Decompose — separate scores for retrieval hit, answer correctness, citation faithfulness.
Stratify — report negation, date, and unit buckets; optimizers overfit to head topics.
Hold out — never reflect on validation examples; leakage inflates compile scores.
Version lock — freeze retrieval index and LM vendor for compile vs A/B in prod.

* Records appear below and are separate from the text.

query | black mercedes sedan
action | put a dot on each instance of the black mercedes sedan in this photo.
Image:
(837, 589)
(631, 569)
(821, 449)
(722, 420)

For RAG programs, add a retrieval recall gate: if gold chunk is outside top-k, mark example as retrieval failure so GEPA does not blame the generator for bad context. See RAG evaluation for end-to-end harness design.

Common pitfalls

Tiny train sets — reflection overfits anecdotes; aim for 100+ diverse failures.
Judge-only metrics — GEPA games LLM judges; anchor with deterministic checks.
Compile on production LM, deploy on mini — instruction tricks may not transfer.
Unbounded CoT growth — mutations add “think more” steps; cap reasoning tokens in metric.
Ignoring retrieval — 89% generator accuracy with 40% recall@8 is still a broken product.
No prompt registry — compiled artifacts drift from git; cannot reproduce incidents.
Single-metric selection from Pareto front — document why you picked accuracy over cost.

Production checklist

Express pipeline as DSPy Modules with explicit Signatures before compiling.
Build 100+ labeled examples with stratified failure tags (negation, dates, units).
Define 2–3 metrics for Pareto search (accuracy, cost, faithfulness).
Hold out 20–30% validation never seen during reflection.
Run BootstrapFewShot baseline; record lift before GEPA spend.
Cap reflection/mutation LM calls per compile job; log total token spend.
Export compiled module + instruction hash to prompt registry.
Re-compile on LM vendor upgrades; treat as regression gate.
Monitor production slices matching train buckets weekly.
Pair compile-time GEPA with runtime Corrective RAG only if retrieval errors dominate post-deploy.

Key takeaways

GEPA evolves instructions and demos via reflective mutation, not just few-shot bootstrapping.
Pareto search handles accuracy vs cost vs faithfulness without hiding tradeoffs in one weighted score.
Harbor Analytics rose from 71% to 89% policy Q&A accuracy while cutting output tokens 18%.
GEPA complements DSPy Modules; it does not replace retrieval tuning or weight fine-tuning.
Honest metrics and held-out validation determine whether compile gains survive production.